Effects of lymphatic transport of enzyme on plasma creatine kinase time-activity curves after myocardial infarction in dogs.

Abstract
Because creatine kinase (EC 2.7.3.2, CK) appears in cardiac lymph after myocardial infarction, determination of whether lymph inactivates CK in vitro and whether interruption of cardiac lymph flow influences estimation of infarct size based on plasma CK changes in conscious dogs was studied. After the effects of incubation of canine myocardial CK in native, deproteinized, or sulfhydryl-fortified lymph and dialysates were characterized, effects of interruption of cardiac lymph flow on plasma CK time-activity curves after coronary occlusion were assessed in 13 conscious dogs, 7 of which had exteriorized occlusive snares around cardiac lymphatics and the left anterior descending coronary artery. Native and deproteinized lymph as well as lymph dialysate markedly inactivated CK in vitro with associated nonenzymatically mediated proteolysis detectable on SDS [sodium dodecyl sulfate] gels.
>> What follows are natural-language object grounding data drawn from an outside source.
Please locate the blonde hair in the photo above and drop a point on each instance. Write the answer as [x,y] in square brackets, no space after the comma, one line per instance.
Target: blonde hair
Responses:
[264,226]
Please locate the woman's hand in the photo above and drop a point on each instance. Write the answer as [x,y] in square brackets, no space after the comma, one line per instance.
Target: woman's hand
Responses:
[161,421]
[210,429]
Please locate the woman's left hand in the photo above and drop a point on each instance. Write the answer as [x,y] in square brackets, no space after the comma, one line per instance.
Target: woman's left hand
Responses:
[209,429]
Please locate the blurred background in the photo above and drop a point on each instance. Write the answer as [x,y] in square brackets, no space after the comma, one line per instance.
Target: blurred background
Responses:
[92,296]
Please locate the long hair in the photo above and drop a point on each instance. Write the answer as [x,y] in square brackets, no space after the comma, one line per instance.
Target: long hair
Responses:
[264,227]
CK released into blood after coronary occlusion compared to myocardial CK depletion was 50% less in dogs with lymphatic occlusion (P < 0.01) although CK loss in the centers of infarcts (73% and 69%) and overall CK depletion (18% and 20%) were similar in the 2 groups. Based on comparison of observed to projected plasma CK values prior to lymphatic occlusion, significantly less CK appeared in blood when coronary occlusion was followed by lymphatic occlusion (P < 0.01), although the rate of disappearance of CK from the systemic circulation was not altered. Lymph inactivates CK in vitro, and plasma CK time-activity curves after coronary occlusion are influenced considerably by interruption of cardiac lymph flow, a factor that should be incorporated to refine enzymatic estimates of infarct size.